Dans de telles circonstances, comment pouvoir parler d’élections alors que la quasi-totalité de l’espace public et politique continue à être fermée par le pouvoir aux activités de l’opposition. Malheureusement avec la désignation de Ramazani Shadary, tous les discours et tous les comportements du pouvoir sont acceptés au nom d’un principe supérieur que Kabila n’est pas candidat, donc il faut aller aux élections quel qu’en soit le prix. Comme si les élections voulaient dire le départ de Kabila et non le respect de la volonté souveraine du peuple dans le respect des lois de la République.

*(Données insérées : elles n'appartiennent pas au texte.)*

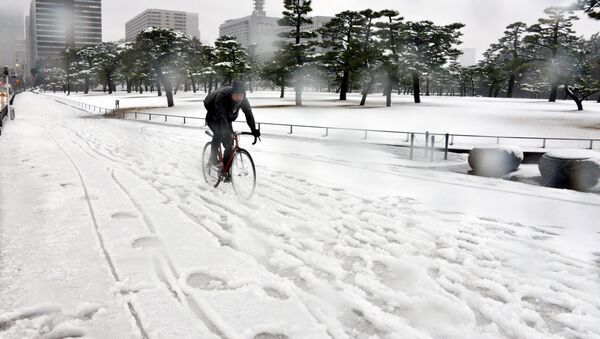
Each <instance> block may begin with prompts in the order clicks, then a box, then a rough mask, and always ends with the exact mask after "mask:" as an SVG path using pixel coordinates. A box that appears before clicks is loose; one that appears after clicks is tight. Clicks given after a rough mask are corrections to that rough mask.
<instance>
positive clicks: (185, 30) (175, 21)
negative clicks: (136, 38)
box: [125, 9, 200, 41]
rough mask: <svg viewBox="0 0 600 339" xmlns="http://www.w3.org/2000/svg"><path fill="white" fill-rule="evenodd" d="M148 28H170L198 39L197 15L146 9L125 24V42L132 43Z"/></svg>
mask: <svg viewBox="0 0 600 339" xmlns="http://www.w3.org/2000/svg"><path fill="white" fill-rule="evenodd" d="M148 27H160V28H171V29H173V30H175V31H179V32H182V33H186V34H188V35H190V36H193V37H196V38H198V39H200V30H199V27H200V21H199V19H198V13H188V12H181V11H167V10H164V9H147V10H145V11H143V12H142V13H140V14H138V15H137V16H135V17H134V18H133V19H131V20H129V21H127V22H126V23H125V40H126V41H134V40H135V37H136V36H137V34H138V33H139V32H140V31H142V30H144V29H145V28H148Z"/></svg>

Dans de telles conditions, les organisations membres de la plateforme pensent que de telles élections sont annonciatrices d’un futur chaos.

4. La machine à voter

Un enjeu majeur de ces élections, car à l’heure actuelle l’opposition affirme que sans le retrait de cette machine il n’y aura pas d’élections, alors que le président Kabila n’a eu de cesse de répéter que sans machine à voter, il n’y aura pas d’élections. Au-delà de cette polémique, la machine à voter ou machine à imprimer, selon la nouvelle terminologie de la Ceni, fait l’unanimité contre elle, car elle n’a que la pouvoir et la Ceni pour partisans. La société civile, les mouvements citoyens, l’opposition politique, la communauté internationale, les experts techniques sont tous unanimes pour affirmer que le pays n’est pas prêt à l’utilisation de cet outil d’autant plus qu’elle est abandonnée partout et, techniquement, elle n’offre pas des gages de sécurité nécessaire, et l’absence des infrastructures dans le pays, combinée à la nouveauté d’un tel outil pour la population, constitue un vrai handicap.

5. Le fichier électoral

L’audit de l’OIF a révélé des problèmes réels quant au fichier électoral dont le principal est la présence dans le fichier de plusieurs millions d’électeurs dépourvus d’empreintes digitales et la présence nombreuse des cartes vierges en circulation.

Malgré les nombreuses demandes de l’opposition et de la société civile pour la révision du fichier et la suppression de ces millions d’électeurs sans empreintes digitales, la Ceni reste sourde à ces appels. La question que nous nous posons est celle de savoir comment dans de telles conditions peut-on encore parler des véritables élections.

Nous espérons que la Ceni va revenir à la raison et mettre en œuvre les recommandations de l’audit de l’OIF pour la consolidation du fichier électoral, premier facteur pour des élections transparentes.